Blossom still shining white against blue sky and falling confetti like all over the steps, it seems to have been flowering for ages, the mahogany of the first baby leaves are only now beginning to break through the mass of white. I’ve enjoyed the dramatic blue/white combination even more this year since the new clear double glazed windows have replaced the previous opaque one in the bathroom.

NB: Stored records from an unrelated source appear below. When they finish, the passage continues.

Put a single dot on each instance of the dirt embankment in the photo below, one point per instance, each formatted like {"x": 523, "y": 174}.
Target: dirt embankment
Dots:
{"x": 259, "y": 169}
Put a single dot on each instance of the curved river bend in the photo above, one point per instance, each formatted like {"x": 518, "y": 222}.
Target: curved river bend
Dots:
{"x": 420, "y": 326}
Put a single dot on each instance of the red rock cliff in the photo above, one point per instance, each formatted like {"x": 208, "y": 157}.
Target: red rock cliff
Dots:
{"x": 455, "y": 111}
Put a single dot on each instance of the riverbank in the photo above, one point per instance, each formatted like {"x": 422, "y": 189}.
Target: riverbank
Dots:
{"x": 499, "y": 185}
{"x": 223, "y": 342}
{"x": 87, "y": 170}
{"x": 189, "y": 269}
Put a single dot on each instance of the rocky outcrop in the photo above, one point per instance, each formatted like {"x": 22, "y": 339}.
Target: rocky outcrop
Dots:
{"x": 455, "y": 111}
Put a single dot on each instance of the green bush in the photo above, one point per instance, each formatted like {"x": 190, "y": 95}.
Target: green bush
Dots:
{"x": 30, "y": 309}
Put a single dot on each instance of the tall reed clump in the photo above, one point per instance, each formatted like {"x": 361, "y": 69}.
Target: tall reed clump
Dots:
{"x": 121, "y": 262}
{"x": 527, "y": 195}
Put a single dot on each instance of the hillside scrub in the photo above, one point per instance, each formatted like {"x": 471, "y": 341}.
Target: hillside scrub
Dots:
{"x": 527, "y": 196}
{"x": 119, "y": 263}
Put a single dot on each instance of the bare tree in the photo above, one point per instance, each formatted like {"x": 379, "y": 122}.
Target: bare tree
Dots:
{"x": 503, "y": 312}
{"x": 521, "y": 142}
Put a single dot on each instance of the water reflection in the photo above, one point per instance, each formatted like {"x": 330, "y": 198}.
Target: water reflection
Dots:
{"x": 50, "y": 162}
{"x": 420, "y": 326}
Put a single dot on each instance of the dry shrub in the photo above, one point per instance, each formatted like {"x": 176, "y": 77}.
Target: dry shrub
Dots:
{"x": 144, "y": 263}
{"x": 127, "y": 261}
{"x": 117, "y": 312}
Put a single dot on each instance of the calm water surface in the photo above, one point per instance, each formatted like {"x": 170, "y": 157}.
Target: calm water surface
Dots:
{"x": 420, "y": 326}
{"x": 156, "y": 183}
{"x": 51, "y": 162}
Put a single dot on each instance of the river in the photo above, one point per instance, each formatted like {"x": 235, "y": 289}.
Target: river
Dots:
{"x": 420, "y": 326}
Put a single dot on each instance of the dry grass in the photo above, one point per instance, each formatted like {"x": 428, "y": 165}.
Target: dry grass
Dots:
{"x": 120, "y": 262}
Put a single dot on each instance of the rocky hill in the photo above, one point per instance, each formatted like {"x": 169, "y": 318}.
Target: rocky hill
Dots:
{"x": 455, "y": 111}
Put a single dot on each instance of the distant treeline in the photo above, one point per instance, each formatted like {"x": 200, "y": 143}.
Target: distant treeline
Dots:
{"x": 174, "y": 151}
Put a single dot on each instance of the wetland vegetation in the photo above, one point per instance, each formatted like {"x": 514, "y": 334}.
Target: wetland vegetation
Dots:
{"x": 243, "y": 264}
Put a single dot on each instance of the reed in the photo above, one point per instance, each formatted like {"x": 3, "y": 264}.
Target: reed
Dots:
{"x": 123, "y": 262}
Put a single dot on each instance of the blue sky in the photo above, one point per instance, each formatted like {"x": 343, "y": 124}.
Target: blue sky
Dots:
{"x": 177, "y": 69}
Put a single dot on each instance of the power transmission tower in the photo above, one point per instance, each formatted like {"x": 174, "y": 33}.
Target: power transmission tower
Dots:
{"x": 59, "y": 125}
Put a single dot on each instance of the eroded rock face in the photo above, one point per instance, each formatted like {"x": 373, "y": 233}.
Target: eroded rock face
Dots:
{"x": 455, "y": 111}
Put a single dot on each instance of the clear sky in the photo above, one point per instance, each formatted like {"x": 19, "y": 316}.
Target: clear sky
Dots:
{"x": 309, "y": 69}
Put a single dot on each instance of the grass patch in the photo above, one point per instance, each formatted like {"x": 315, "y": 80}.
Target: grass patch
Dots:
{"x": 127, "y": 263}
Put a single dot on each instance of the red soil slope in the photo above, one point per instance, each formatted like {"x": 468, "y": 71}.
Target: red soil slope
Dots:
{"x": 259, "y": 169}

Strange how things lost turn up. I was busy scrabbling around under the birch trees yanking out random clumps of grass that had migrated from the lawn and when I straightened up I was clutching a pair of glasses. I was momentarily nonplussed, thinking ‘but I wasn’t wearing glasses’, then looked closely and realized they were a pair missing for months, the grass had grown through them. I usually have my sunglasses attached with a lanyard and have a bad habit of chucking unattached glasses to the ground without realizing, I must have thrown this expensive light sensitive pair down months ago. Sadly a thorough clean up has not managed to remove a blur patch that months of sun and frost created.
I grew up picking vase-fulls of snowflakes from huge clumps in my mother’s garden, I don’t think snowdrops had reached my country town (possibly still haven’t) back then. The snowflakes of my childhood were graceful but robust Leucojum aestivum with smallish white bells nodding atop slender stalks, . Now I have many clumps of snowdrops but only a couple of very small, and recently acquired, clumps of snowflakes. My new snowflakes are the much more substantial species, Leucojum vernum, both the yellow amd the green tipped varieties and currently I’m admiring them everyday.
Erythroniums have become rather a passion as they have gently multiplied from those planted by the Plantsman over the years as refugees to my cool moist creekside garden. I’ve garnered a few more since then to intermingle with anemones amd galanthus in the woodland beds that are coming into being as the birches and ginkgo mature enough to provide gentle summer shade. A primrose yellow eranthis has emerged in soft contrast to the usual brighter yellow, the effect of a range of yellows is more enjoyable than a solid mass of chrome.
Galanthus have continued to show off, my anxious nurturing seems to have encouraged them.
The late galanthus varieties are still looking wonderful with buds continuing to open as they share their space with brilliant violet flowering hepaticas, also appearing to be happily bulking up. The creekside beds are always in danger of being overrun by crack willow roots stealthily sneaking along underground seeking the extra nutrients i hand out to my pets, in autumn I carefully ran the handfork along just under the surface amd lifted mats of fibrous willow roots, luckily they seem to mostly congregate very close to the surface.
A few chinodooxas are flowering pretty blues and pinks and trilliums are pushing through. Unfortunately those outside the fence take a bit of a beating from pademelons and waterhens, the waterhen are having shrieking parties all hours of the day and night, hopefully they will settle down once the territories and partnerships are sorted. I’m trying to ensure I have plenty of plants safe inside, currently squeezed into boxes behind the shed but they seem to be doing ok. I’m considering moving some arums and arisaemas into that area as they don’t appear to be palatable to the local wildlife.
Miniature narcissus are continuing to open, the hoop petticoat range have been flowering for months ….. now it’s the turn of the the cyclamineus hybrids with their little laid back ears, and the petite trumpets like Narcissus jacetanus, and the supremely elegant N. Snipe. The angels, Angel’s tears and Angel’s breath, are firm favorites, that gorgeous creamy pale yellow, and such demure little bells.
Narcissus x sussanae forgot to extend her stems so her flowers peer kitten-like over the edge of the pot, very pretty.
My interest in romulea has been aroused after realizing how they provide tiny but wonderfully bright pops of colour, but I should be careful I don’t end up with a desert in summer after all these spring beauties have gone to sleep
After performing duty as a car park for many months I’ve been perplexed about whether to restore or repurpose the always tatty front lawn area. Then the decision was made for me when I was hunting for a site to rehome a large clump of iris unguicularis and this convenient, intermittantly weedy, sunny unused space offered itself. So far the iris has been joined by several vagrant crocus and a couple of tiny euphorbia rigida seedlings
A couple of hellebores grown from Ashwood seed have finally flowered, two beautiful dark red doubles. One with a circular outline and the other with more pointed petals rimmed in a darker shade, they still don’t approach the older deep ruby red ashwood single in colour but are most attractive.
A couple of frits have also joined the first flowering show, a five inch Fritillaria imperialis produced a single soft orange bell, and a similarly short Fritillaria raddeana produced a couple of palest creamy primrose bells delicately veined in green.
Meanwhile the spotted dog has been regretfully left at home
You’re leaving me? why can’t I come to Port Douglas with you? I don’t like the cold either!